The judge found that the mitigating factors were A’s early guilty plea; his clean record; his cooperation with the police; and his young age. However, she held that these could not neutralized the gravity of the offence.
After referencing section 36 of the Penal System Reform Act which required that the length of the sentence be commensurate with the gravity of the offence, she sentenced A to six concurrent life sentences. As a condition of his sentence, she ruled that he be included in treatment programmes that would address his cognitive deficiencies identified in the Psychological Report.
The Court of Appeal affirmed the six life sentences and Mr Alleyne then appealed to the CCJ
The CCJ considered whether the imposition of a life sentence necessarily meant incarceration for the natural life of the prisoner.
It came to the attention of the Court that A had been involved in the firebombing of another building in 2010, less than one month before the current incident.

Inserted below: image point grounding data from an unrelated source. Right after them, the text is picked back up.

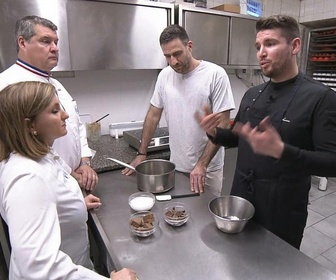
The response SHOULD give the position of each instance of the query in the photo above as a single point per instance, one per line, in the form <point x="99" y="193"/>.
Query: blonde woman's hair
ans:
<point x="19" y="102"/>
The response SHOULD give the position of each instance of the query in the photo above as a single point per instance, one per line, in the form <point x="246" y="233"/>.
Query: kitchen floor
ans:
<point x="319" y="241"/>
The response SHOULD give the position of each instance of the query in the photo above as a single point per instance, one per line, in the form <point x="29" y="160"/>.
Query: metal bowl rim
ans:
<point x="229" y="220"/>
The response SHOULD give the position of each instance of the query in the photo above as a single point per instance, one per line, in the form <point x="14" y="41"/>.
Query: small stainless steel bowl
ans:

A had pleaded guilty to aggravated burglary and arson in relation to that earlier incident. The Court considered that it could take this information into account in the present appeal based upon section 37 of the Penal System Reform Act which empowers the appellate court, to “take into account any information about the offender which is before the court.” [even if it was not available to the sentencing court.]

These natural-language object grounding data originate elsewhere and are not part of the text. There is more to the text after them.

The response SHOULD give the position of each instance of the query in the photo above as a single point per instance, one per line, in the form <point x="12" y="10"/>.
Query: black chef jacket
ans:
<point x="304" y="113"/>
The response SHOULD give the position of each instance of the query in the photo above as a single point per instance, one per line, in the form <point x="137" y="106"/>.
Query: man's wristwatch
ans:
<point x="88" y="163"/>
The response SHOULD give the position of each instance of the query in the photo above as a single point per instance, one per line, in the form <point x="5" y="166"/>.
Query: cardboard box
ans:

- Dismissed the suggestion that A’s early guilty plea automatically rendered it impossible for him to be given a life sentence. A discount for an early guilty plea is appropriate and warranted where a sentence for a determinate number of years is contemplated and appropriate. However, the situation is entirely different where an indeterminate sentence such as the sentence of death or of life imprisonment is properly imposed. A discount for an early guilty plea is wholly incompatible with such sentences.
- Was satisfied that the trial judge had considered all the relevant aggravating and mitigating factors as well as the statutory provisions in imposing the life sentences.
- Was entitled to take account of the earlier incident in determining the appropriateness of the sentence imposed, the Court held that the imposition of the life sentences was justifiable. The actions of the Appellant, in not one but two incidents of a similar nature, revealed a callous and/or reckless disregard for human life that must attract stern condemnation from the judiciary.
- In pronouncing a life sentence, it was the duty of the sentencing judge to recommend a minimum period of incarceration to be served for purposes of punishment and deterrence before there could be any possibility of release. The Court noted that the review process provided for in Rule 42 of the Prison Rules, allowing for a review after serving a period of four years, presented the appearance of conflict with the judicial power and responsibility to recommend a minimum period of incarceration and recommended that this situation should be quickly addressed by the Legislature by suitable amendments to the Prison Rules.
- Concluded that in order to secure the objectives of punishment and deterrence evident in the sentencing remarks of the trial judge, whilst not ruling out the possibility of rehabilitation, a minimum period of incarceration for twenty-five years was necessary.
(1) Dismissed the appeal; (2) Upheld the six concurrent life sentences imposed on the Appellant; (3) Recommended that the Appellant should not be eligible for release before serving a minimum period of twenty-five years’ incarceration; and (4) Ordered that this minimum period of incarceration includes the time spent by the Appellant on remand.
Commentary: For the English equivalent of section 37 of the Penal System Reform Act see section 11(3) Criminal Appeals Act 1968, and useful case law regarding its applicability such as Beatty  EWCA Crim 2359.